Un example : Bourgeois réalise une grande sculpture qui ressemble à une araignée. Les pattes de l’araignée sont mal soudées d’une manière superbe, de sorte que les résidus noirs de la soudure, qui affaiblissent une structure soudée lorsqu’ils sont inclus dans le métal, ont ici pour effet de faire ressembler les pattes à des pattes d’insectes. Une pure jouissance sculpturale. Bourgeois baptise l’araignée Maman et raconte que les araignées réparent patiemment une toile endommagée, sans se fâcher, tout comme sa mère, qui restaurait des tapisseries. Nous pensons à l’angoisse d’abandon de Bourgeois et à la fidèle Pénélope qui tissait pendant la journée pour défaire à nouveau son travail pendant la nuit, nous pensons à Médée, qui tissait également, etc. Mais que se trouve-t-il en face de nous, et que pensons et ressentons-nous ? Peu d’auteurs en parlent. C’est tout de même étrange ? Car que font les artistes, si n’est précisément cet exercice difficile : rendre visible ce qu’ils pensent ou ressentent à propos de choses qu’ils ont vues ou vécues ?

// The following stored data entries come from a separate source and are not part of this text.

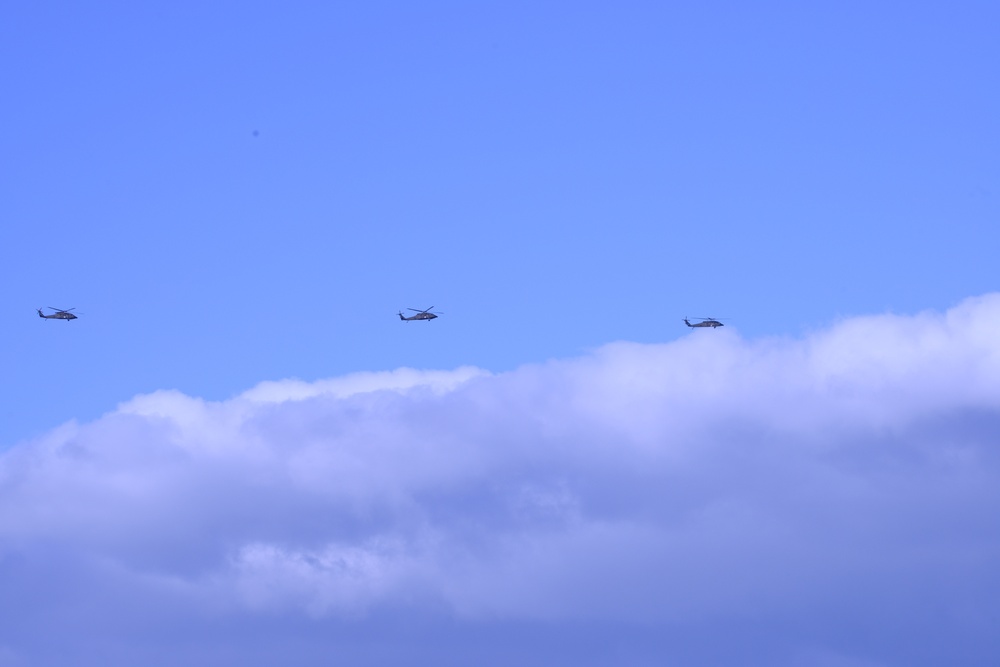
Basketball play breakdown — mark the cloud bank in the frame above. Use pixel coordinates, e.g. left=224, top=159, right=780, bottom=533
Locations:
left=2, top=296, right=1000, bottom=665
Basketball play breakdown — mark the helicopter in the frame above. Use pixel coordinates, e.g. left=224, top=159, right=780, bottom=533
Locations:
left=398, top=307, right=442, bottom=321
left=684, top=317, right=724, bottom=328
left=38, top=307, right=78, bottom=321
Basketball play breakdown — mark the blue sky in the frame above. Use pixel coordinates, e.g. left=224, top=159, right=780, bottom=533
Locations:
left=3, top=1, right=997, bottom=445
left=2, top=2, right=999, bottom=665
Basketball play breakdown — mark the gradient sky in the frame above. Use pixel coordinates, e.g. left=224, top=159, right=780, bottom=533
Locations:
left=2, top=2, right=999, bottom=665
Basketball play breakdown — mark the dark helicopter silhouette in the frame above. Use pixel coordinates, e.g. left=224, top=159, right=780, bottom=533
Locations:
left=398, top=307, right=442, bottom=321
left=38, top=307, right=78, bottom=321
left=684, top=317, right=724, bottom=328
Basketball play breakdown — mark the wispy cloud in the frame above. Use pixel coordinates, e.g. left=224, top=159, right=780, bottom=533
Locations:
left=2, top=295, right=999, bottom=665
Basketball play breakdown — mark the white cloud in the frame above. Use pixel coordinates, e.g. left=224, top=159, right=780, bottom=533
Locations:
left=2, top=295, right=1000, bottom=665
left=236, top=366, right=488, bottom=404
left=228, top=538, right=421, bottom=617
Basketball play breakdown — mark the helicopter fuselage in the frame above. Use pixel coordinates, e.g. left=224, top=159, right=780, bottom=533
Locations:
left=685, top=318, right=722, bottom=328
left=399, top=307, right=440, bottom=321
left=38, top=308, right=77, bottom=321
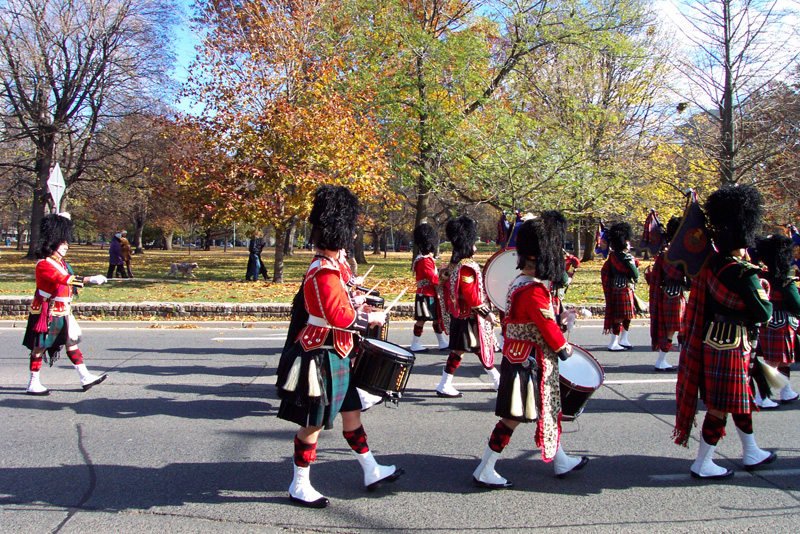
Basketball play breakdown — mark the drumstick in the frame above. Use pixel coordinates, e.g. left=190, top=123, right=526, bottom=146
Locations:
left=360, top=265, right=375, bottom=283
left=366, top=280, right=382, bottom=296
left=383, top=288, right=408, bottom=315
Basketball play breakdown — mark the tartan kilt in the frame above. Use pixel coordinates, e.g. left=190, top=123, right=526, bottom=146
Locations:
left=22, top=314, right=69, bottom=359
left=448, top=316, right=479, bottom=353
left=606, top=287, right=636, bottom=323
left=758, top=312, right=798, bottom=365
left=494, top=357, right=540, bottom=423
left=659, top=292, right=686, bottom=333
left=277, top=344, right=353, bottom=430
left=414, top=294, right=440, bottom=322
left=700, top=344, right=752, bottom=414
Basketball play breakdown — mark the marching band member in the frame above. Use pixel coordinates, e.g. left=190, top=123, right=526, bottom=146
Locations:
left=275, top=186, right=402, bottom=509
left=409, top=223, right=448, bottom=352
left=756, top=234, right=800, bottom=403
left=436, top=216, right=499, bottom=397
left=674, top=184, right=776, bottom=479
left=22, top=213, right=108, bottom=395
left=472, top=212, right=588, bottom=488
left=647, top=217, right=688, bottom=372
left=601, top=222, right=639, bottom=351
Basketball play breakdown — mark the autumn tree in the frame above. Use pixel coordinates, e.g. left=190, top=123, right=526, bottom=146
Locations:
left=0, top=0, right=177, bottom=257
left=183, top=0, right=395, bottom=281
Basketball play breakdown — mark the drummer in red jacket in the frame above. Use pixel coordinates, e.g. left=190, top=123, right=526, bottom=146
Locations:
left=275, top=185, right=402, bottom=508
left=472, top=211, right=589, bottom=488
left=409, top=222, right=448, bottom=352
left=436, top=216, right=500, bottom=397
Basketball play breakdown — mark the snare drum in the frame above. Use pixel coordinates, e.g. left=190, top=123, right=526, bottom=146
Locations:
left=559, top=344, right=605, bottom=421
left=352, top=338, right=416, bottom=400
left=365, top=295, right=389, bottom=341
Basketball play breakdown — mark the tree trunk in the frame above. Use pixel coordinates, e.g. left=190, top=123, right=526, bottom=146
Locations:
left=719, top=0, right=736, bottom=185
left=571, top=222, right=581, bottom=257
left=27, top=139, right=55, bottom=259
left=354, top=227, right=367, bottom=265
left=371, top=228, right=381, bottom=255
left=164, top=231, right=174, bottom=250
left=272, top=219, right=287, bottom=283
left=134, top=212, right=146, bottom=254
left=582, top=221, right=596, bottom=263
left=284, top=215, right=298, bottom=256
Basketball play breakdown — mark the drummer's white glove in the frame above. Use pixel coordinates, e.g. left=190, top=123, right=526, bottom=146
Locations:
left=352, top=276, right=364, bottom=286
left=368, top=311, right=386, bottom=325
left=87, top=275, right=107, bottom=285
left=351, top=295, right=367, bottom=306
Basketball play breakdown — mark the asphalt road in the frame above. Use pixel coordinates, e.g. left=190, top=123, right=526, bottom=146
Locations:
left=1, top=319, right=799, bottom=533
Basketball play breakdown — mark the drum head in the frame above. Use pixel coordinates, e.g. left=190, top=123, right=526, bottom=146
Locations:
left=559, top=344, right=604, bottom=389
left=362, top=338, right=415, bottom=360
left=483, top=249, right=520, bottom=312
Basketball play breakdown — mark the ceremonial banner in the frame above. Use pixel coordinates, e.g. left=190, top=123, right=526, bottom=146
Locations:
left=640, top=209, right=664, bottom=255
left=47, top=163, right=65, bottom=209
left=595, top=221, right=609, bottom=259
left=666, top=191, right=713, bottom=279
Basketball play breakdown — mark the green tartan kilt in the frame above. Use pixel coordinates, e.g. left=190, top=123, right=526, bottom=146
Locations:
left=22, top=314, right=70, bottom=360
left=277, top=343, right=360, bottom=430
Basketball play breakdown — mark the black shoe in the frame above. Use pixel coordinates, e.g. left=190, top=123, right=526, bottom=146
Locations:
left=289, top=494, right=329, bottom=508
left=409, top=347, right=428, bottom=353
left=690, top=468, right=734, bottom=479
left=620, top=344, right=633, bottom=350
left=367, top=468, right=405, bottom=492
left=472, top=475, right=513, bottom=489
left=744, top=451, right=777, bottom=471
left=82, top=374, right=108, bottom=391
left=26, top=389, right=50, bottom=396
left=654, top=366, right=676, bottom=372
left=556, top=456, right=589, bottom=478
left=435, top=390, right=463, bottom=398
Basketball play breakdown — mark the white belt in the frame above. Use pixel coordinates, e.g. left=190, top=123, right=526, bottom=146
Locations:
left=307, top=315, right=331, bottom=328
left=37, top=290, right=70, bottom=303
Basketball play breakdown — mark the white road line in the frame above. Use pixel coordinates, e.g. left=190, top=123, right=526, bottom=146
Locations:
left=650, top=468, right=800, bottom=481
left=604, top=379, right=677, bottom=384
left=211, top=336, right=288, bottom=341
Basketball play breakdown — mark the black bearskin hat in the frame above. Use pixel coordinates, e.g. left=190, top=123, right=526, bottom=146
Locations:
left=609, top=222, right=632, bottom=252
left=705, top=184, right=762, bottom=252
left=516, top=210, right=567, bottom=282
left=445, top=215, right=477, bottom=263
left=35, top=214, right=73, bottom=259
left=756, top=234, right=793, bottom=281
left=308, top=185, right=359, bottom=251
left=413, top=222, right=439, bottom=255
left=666, top=216, right=681, bottom=243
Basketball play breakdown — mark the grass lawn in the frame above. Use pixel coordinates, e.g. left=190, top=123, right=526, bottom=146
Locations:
left=0, top=245, right=652, bottom=305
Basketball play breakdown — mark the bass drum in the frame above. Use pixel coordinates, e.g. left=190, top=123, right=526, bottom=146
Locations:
left=559, top=344, right=605, bottom=421
left=353, top=338, right=416, bottom=401
left=483, top=248, right=521, bottom=312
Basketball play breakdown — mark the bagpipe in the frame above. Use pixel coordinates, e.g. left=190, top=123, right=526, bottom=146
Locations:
left=640, top=208, right=665, bottom=256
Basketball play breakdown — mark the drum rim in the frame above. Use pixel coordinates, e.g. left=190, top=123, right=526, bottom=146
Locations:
left=560, top=343, right=605, bottom=389
left=483, top=248, right=520, bottom=312
left=360, top=337, right=415, bottom=359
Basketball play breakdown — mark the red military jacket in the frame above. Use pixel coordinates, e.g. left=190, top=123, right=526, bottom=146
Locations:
left=29, top=257, right=84, bottom=317
left=445, top=260, right=486, bottom=319
left=297, top=255, right=368, bottom=358
left=503, top=276, right=568, bottom=363
left=413, top=254, right=439, bottom=297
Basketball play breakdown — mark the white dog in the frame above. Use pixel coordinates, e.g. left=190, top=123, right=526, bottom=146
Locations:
left=166, top=262, right=198, bottom=279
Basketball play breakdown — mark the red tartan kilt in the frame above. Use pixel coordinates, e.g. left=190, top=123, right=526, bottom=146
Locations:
left=701, top=345, right=752, bottom=414
left=659, top=293, right=686, bottom=333
left=758, top=321, right=797, bottom=365
left=606, top=287, right=635, bottom=322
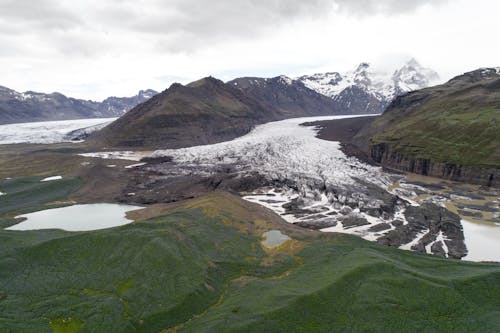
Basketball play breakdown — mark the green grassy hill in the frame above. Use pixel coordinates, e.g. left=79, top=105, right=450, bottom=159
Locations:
left=1, top=193, right=499, bottom=332
left=356, top=68, right=500, bottom=168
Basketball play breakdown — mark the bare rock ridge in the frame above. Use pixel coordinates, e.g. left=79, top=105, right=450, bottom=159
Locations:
left=0, top=86, right=157, bottom=124
left=227, top=75, right=344, bottom=116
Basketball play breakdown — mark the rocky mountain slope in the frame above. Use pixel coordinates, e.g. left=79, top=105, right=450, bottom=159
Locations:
left=354, top=67, right=500, bottom=186
left=227, top=75, right=339, bottom=116
left=297, top=59, right=439, bottom=114
left=92, top=76, right=339, bottom=149
left=0, top=86, right=157, bottom=124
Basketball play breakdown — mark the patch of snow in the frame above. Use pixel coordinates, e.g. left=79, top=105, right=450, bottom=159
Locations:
left=40, top=176, right=62, bottom=182
left=425, top=231, right=449, bottom=257
left=278, top=75, right=293, bottom=85
left=79, top=151, right=150, bottom=161
left=399, top=229, right=429, bottom=251
left=125, top=163, right=147, bottom=169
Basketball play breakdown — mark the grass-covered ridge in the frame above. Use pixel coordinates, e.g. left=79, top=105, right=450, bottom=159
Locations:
left=0, top=176, right=81, bottom=228
left=0, top=193, right=499, bottom=332
left=363, top=70, right=500, bottom=167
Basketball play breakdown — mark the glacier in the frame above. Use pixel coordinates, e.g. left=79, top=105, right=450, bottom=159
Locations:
left=0, top=118, right=117, bottom=144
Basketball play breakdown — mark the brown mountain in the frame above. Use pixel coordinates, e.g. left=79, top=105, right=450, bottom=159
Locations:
left=227, top=75, right=338, bottom=116
left=92, top=76, right=339, bottom=149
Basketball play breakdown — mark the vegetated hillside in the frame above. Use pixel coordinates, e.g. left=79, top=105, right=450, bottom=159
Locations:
left=0, top=85, right=157, bottom=124
left=0, top=192, right=499, bottom=332
left=92, top=76, right=338, bottom=149
left=355, top=68, right=500, bottom=186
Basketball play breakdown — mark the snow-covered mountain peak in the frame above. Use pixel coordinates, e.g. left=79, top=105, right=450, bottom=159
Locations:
left=296, top=59, right=439, bottom=114
left=392, top=59, right=440, bottom=93
left=354, top=62, right=370, bottom=73
left=138, top=89, right=157, bottom=99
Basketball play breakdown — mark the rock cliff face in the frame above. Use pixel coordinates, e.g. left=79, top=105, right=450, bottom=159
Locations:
left=370, top=143, right=499, bottom=186
left=354, top=67, right=500, bottom=187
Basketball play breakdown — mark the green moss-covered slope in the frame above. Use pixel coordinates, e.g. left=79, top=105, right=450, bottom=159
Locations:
left=0, top=193, right=498, bottom=333
left=358, top=68, right=500, bottom=167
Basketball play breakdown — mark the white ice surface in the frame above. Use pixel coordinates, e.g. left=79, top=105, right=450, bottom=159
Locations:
left=154, top=115, right=392, bottom=190
left=0, top=118, right=117, bottom=144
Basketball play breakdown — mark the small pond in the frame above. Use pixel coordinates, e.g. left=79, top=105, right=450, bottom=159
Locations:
left=5, top=203, right=142, bottom=231
left=262, top=230, right=291, bottom=248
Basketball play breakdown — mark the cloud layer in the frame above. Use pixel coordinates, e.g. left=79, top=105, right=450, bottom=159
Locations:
left=0, top=0, right=496, bottom=100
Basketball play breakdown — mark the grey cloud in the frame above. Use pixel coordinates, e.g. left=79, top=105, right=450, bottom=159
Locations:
left=89, top=0, right=448, bottom=52
left=333, top=0, right=449, bottom=16
left=0, top=0, right=80, bottom=31
left=0, top=0, right=448, bottom=57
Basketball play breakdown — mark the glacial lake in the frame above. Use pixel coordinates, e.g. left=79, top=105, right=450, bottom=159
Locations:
left=5, top=203, right=142, bottom=231
left=462, top=219, right=500, bottom=262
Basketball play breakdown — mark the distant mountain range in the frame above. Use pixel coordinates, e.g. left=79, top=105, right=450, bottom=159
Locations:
left=0, top=59, right=438, bottom=125
left=0, top=87, right=157, bottom=124
left=91, top=60, right=441, bottom=149
left=297, top=58, right=440, bottom=114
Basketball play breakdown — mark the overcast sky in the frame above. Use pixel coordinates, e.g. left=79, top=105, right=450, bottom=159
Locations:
left=1, top=0, right=499, bottom=100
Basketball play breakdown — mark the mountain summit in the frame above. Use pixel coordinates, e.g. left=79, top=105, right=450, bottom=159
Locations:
left=297, top=59, right=440, bottom=114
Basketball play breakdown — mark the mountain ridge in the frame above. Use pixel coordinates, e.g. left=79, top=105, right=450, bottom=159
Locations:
left=353, top=67, right=500, bottom=186
left=0, top=86, right=157, bottom=124
left=297, top=59, right=440, bottom=114
left=92, top=76, right=339, bottom=148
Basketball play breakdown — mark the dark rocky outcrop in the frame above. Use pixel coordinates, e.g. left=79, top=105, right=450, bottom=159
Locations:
left=377, top=203, right=467, bottom=259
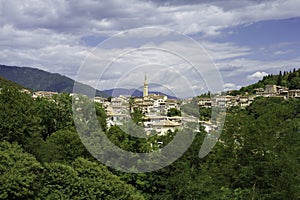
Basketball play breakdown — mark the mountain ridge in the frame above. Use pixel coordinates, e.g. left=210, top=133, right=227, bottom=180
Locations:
left=0, top=65, right=176, bottom=98
left=0, top=64, right=107, bottom=97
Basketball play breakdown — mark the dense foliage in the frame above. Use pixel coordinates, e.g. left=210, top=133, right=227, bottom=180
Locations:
left=167, top=108, right=181, bottom=117
left=0, top=75, right=299, bottom=199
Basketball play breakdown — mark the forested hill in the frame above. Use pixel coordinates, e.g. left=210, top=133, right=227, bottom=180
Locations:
left=235, top=68, right=300, bottom=95
left=0, top=75, right=24, bottom=89
left=0, top=84, right=299, bottom=199
left=0, top=64, right=106, bottom=97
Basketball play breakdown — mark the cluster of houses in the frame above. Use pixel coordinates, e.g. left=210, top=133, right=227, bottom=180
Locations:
left=98, top=83, right=300, bottom=135
left=93, top=76, right=193, bottom=135
left=199, top=85, right=300, bottom=109
left=255, top=85, right=300, bottom=99
left=93, top=94, right=183, bottom=135
left=94, top=94, right=218, bottom=135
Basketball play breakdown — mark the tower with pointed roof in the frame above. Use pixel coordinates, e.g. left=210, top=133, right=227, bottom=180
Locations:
left=143, top=74, right=148, bottom=98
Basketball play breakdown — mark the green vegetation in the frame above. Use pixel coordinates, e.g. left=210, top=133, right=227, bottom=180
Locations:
left=0, top=76, right=24, bottom=89
left=167, top=108, right=181, bottom=117
left=199, top=107, right=211, bottom=121
left=129, top=97, right=144, bottom=124
left=0, top=72, right=299, bottom=199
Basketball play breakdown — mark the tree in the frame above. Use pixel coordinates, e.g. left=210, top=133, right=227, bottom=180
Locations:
left=37, top=162, right=81, bottom=199
left=37, top=158, right=145, bottom=199
left=167, top=108, right=181, bottom=117
left=34, top=93, right=74, bottom=140
left=290, top=77, right=300, bottom=89
left=199, top=107, right=211, bottom=121
left=0, top=87, right=43, bottom=155
left=72, top=158, right=145, bottom=200
left=131, top=108, right=144, bottom=125
left=0, top=141, right=42, bottom=199
left=276, top=70, right=282, bottom=85
left=40, top=129, right=89, bottom=164
left=95, top=102, right=107, bottom=131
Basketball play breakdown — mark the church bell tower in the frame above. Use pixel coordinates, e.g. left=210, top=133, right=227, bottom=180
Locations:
left=143, top=74, right=148, bottom=98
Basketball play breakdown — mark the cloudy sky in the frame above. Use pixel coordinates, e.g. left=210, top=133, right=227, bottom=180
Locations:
left=1, top=0, right=300, bottom=97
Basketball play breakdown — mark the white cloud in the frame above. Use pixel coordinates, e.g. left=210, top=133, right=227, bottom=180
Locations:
left=0, top=0, right=299, bottom=97
left=1, top=0, right=300, bottom=37
left=248, top=71, right=268, bottom=79
left=75, top=32, right=222, bottom=98
left=223, top=83, right=240, bottom=91
left=273, top=50, right=291, bottom=55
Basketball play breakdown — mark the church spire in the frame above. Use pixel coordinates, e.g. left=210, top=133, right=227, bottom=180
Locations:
left=143, top=73, right=148, bottom=98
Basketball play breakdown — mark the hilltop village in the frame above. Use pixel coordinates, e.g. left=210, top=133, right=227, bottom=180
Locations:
left=14, top=75, right=299, bottom=136
left=93, top=76, right=300, bottom=135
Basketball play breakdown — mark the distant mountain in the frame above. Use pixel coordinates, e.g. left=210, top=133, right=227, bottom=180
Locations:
left=102, top=88, right=177, bottom=99
left=0, top=65, right=106, bottom=97
left=0, top=64, right=178, bottom=98
left=102, top=88, right=142, bottom=97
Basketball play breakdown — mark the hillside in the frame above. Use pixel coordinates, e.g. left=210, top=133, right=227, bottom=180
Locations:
left=229, top=68, right=300, bottom=95
left=0, top=75, right=24, bottom=89
left=0, top=65, right=106, bottom=97
left=0, top=77, right=299, bottom=199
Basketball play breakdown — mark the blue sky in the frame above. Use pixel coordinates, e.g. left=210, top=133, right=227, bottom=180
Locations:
left=0, top=0, right=300, bottom=97
left=214, top=17, right=300, bottom=63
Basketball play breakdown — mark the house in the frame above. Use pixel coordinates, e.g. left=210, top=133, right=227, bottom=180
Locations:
left=238, top=96, right=253, bottom=108
left=265, top=85, right=277, bottom=94
left=93, top=96, right=107, bottom=104
left=198, top=98, right=212, bottom=108
left=106, top=113, right=129, bottom=128
left=165, top=99, right=180, bottom=110
left=32, top=91, right=58, bottom=98
left=143, top=115, right=182, bottom=135
left=151, top=120, right=181, bottom=135
left=288, top=89, right=300, bottom=98
left=199, top=121, right=214, bottom=133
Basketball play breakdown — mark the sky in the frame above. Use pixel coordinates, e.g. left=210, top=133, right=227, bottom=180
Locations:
left=1, top=0, right=300, bottom=97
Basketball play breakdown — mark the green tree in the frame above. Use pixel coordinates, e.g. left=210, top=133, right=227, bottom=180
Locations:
left=37, top=162, right=81, bottom=199
left=0, top=87, right=43, bottom=155
left=290, top=77, right=300, bottom=89
left=131, top=108, right=144, bottom=125
left=37, top=158, right=145, bottom=200
left=276, top=70, right=282, bottom=85
left=72, top=158, right=145, bottom=200
left=0, top=141, right=42, bottom=200
left=34, top=93, right=74, bottom=140
left=199, top=107, right=211, bottom=121
left=95, top=102, right=107, bottom=131
left=40, top=129, right=89, bottom=164
left=167, top=108, right=181, bottom=117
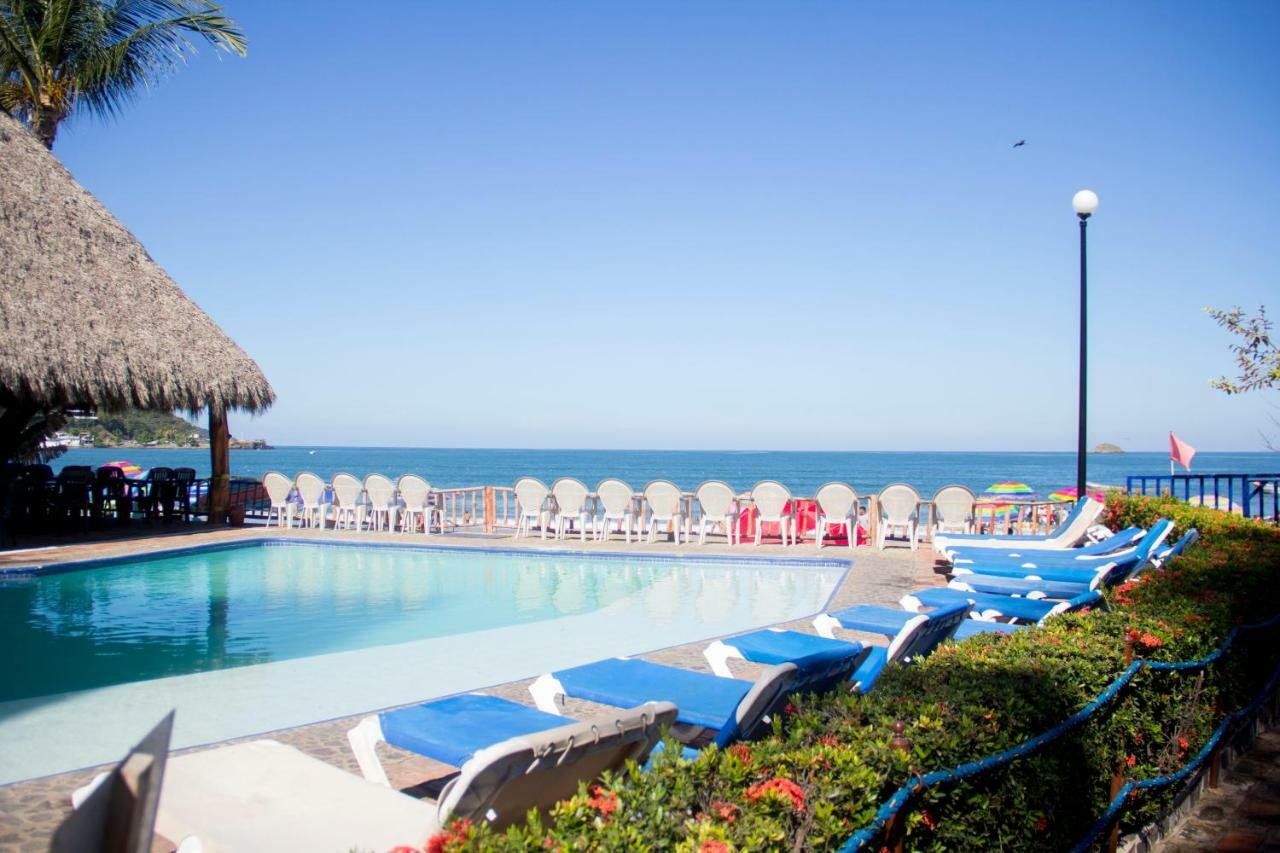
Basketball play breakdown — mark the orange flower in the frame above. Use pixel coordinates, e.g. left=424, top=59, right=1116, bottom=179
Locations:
left=818, top=734, right=841, bottom=748
left=1138, top=633, right=1164, bottom=648
left=711, top=800, right=738, bottom=823
left=424, top=818, right=473, bottom=853
left=727, top=743, right=753, bottom=764
left=700, top=841, right=731, bottom=853
left=587, top=785, right=619, bottom=816
left=1178, top=736, right=1189, bottom=750
left=745, top=777, right=806, bottom=812
left=1126, top=755, right=1137, bottom=767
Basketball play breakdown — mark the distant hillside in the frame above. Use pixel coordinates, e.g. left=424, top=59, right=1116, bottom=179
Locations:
left=70, top=409, right=208, bottom=448
left=1093, top=442, right=1124, bottom=454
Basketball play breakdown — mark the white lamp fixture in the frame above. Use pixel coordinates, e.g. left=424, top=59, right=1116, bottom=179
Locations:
left=1072, top=189, right=1099, bottom=218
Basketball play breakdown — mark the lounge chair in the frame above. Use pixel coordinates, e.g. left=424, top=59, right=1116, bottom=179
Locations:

Deuxième exemple : Bourgeois écrit que le bleu représente pour elle la paix, la contemplation et une voie de fuite. Larratt-Smith écrit que c’est le cas du bleu ciel qu’elle obtenait dans les années quarante et cinquante en ajoutant un peu d’ocre et de blanc à du bleu de Prusse, mais pas du bleu plus profond que nous trouvons ici, qui renvoie d’après lui à la mélancolie. Cela sonne très précis et savant, mais cela me semble insensé.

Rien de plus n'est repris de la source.